As the land lies at the moment, all of this is fine and above board. As is the deal Elliott Bernerd is cooking up at property group Chelsfield. He is offering £850m for the company. The timing is interesting, coming a few weeks after the group wrote off its entire investment in Global Switch, the internet hosting business, and the day after the Government backed London's Olympic bid (the athletics stadium will be next door to Chelsfield's Stratford regeneration project). The City clearly does not value Chelsfield as highly as Mr Bernerd does. And no prizes for guessing who I'd bet is right.

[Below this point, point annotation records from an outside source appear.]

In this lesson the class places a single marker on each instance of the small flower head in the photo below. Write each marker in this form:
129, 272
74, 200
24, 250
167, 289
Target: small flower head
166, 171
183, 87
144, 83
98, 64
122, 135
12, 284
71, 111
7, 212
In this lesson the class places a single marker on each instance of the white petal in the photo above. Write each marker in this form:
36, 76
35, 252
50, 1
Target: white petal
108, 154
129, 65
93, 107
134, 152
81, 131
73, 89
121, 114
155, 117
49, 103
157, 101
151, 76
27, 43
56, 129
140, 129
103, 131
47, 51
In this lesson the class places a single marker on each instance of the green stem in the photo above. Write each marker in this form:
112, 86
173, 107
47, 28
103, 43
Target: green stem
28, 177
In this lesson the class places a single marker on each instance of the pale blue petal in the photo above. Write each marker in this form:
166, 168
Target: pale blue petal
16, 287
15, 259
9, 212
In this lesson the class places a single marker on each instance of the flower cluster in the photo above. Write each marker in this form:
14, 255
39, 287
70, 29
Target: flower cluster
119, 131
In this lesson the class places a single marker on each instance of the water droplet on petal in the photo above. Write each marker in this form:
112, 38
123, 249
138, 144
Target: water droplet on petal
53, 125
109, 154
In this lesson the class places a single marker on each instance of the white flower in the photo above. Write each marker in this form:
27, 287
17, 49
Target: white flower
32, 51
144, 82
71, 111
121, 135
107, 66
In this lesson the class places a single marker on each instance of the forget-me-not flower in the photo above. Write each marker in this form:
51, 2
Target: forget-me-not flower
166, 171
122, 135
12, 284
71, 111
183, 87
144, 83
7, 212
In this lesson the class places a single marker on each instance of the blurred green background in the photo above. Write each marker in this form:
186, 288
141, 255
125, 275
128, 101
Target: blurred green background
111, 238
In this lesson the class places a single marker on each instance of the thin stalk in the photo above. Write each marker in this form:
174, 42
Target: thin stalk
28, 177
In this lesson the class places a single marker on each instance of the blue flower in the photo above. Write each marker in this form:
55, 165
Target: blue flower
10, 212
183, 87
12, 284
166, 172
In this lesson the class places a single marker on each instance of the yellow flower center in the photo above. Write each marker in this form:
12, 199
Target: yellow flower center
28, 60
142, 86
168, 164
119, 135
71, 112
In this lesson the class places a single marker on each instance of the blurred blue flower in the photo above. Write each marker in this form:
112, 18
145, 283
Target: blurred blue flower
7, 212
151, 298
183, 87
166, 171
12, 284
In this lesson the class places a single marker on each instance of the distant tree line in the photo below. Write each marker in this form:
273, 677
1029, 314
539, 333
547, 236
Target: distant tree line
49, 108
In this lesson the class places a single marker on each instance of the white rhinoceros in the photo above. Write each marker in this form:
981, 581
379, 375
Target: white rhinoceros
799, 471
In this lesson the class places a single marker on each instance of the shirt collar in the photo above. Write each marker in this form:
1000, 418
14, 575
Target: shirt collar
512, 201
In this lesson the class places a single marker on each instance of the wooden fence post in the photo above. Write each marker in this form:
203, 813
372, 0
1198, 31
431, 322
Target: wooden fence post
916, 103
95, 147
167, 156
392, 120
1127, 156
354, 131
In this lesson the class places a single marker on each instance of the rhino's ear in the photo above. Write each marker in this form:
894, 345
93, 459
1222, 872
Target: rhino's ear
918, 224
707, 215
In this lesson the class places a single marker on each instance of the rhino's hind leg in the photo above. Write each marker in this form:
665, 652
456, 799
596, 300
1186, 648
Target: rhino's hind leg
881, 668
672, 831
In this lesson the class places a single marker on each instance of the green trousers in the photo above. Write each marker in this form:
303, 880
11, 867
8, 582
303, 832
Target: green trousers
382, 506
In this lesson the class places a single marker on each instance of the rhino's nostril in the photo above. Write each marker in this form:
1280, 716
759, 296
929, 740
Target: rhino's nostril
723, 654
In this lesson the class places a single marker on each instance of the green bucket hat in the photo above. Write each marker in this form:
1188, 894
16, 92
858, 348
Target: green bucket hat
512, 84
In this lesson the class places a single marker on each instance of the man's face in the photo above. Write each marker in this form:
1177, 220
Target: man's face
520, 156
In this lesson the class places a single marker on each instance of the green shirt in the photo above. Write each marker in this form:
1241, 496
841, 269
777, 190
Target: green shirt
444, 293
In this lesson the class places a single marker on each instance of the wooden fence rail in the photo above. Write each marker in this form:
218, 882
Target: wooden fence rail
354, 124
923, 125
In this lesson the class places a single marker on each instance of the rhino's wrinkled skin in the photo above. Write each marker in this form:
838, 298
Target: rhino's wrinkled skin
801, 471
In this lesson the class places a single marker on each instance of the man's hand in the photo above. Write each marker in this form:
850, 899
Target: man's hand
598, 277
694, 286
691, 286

These are scores of similar deals floating around the City at the moment. But there is no set procedure for handling the appalling conflicts of interest caused when a manager, employed by the shareholders to run their business, decides he or she wants to be the owner of that business.

Sure, the Financial Services Authority has rules about when directors should disclose that they are in bid talks, and the Takeover Panel has rules about how a takeover is conducted. But you could argue that as soon as managers start talking with backers about a bid, they should admit to it. And there are those who feel that while the talks are going on, the directors should stand aside and not be involved in managing the business.

This would lead to anarchy. But the current system isn't protecting the shareholder. And, as the FSA says, protecting shareholders is its objective. It needs to do something, and soon.